There are two primary reasons to hold cash-
(a) To meet the needs of day-to-day transactions.
(b) To protect the firm against uncertainties characterizing its cash flow.
While cash serves these functions, it is an ideal resourse, which has a cost. There are basically
two types of cash report for maintaining the Cash Management.
(a) The daily Cash Report
(b) The Monthly Cash Report
NALCO is following centralized banking system in which there is a centralized bank at
Bhubaneswar. Each unit has the State Bank of India Branches at their respective places. The net effect of
payments and receipts through banks (either debit balance or credit balance) are transferred to centralize
State Bank at Bhubaneswar on day-to-day basis. All the cheques issued by the units has to be honoured
by the SBI Bank because NALCO maintain current account at SBI branches at NALCO unit.

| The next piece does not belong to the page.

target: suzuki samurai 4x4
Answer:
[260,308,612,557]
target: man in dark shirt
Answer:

(2) Tenders and Contracts-
At times situation may arise when the company requires the assistance of outside agencies to
perform certain task for which it may have neither the technical competence nor the requisite skilled in
the plant to ensure their smooth functioning and longevity, carrying out civil works disposal of by
products of generated during the production process in the plant etc. Considering the vast amount of
money spent on these jobs and to ensure quality work the company through the tender and contract
department undertakes a rigorous task to ascertain technical and solvency of various parties willing to
carry out the job before awarding the contract to any of them.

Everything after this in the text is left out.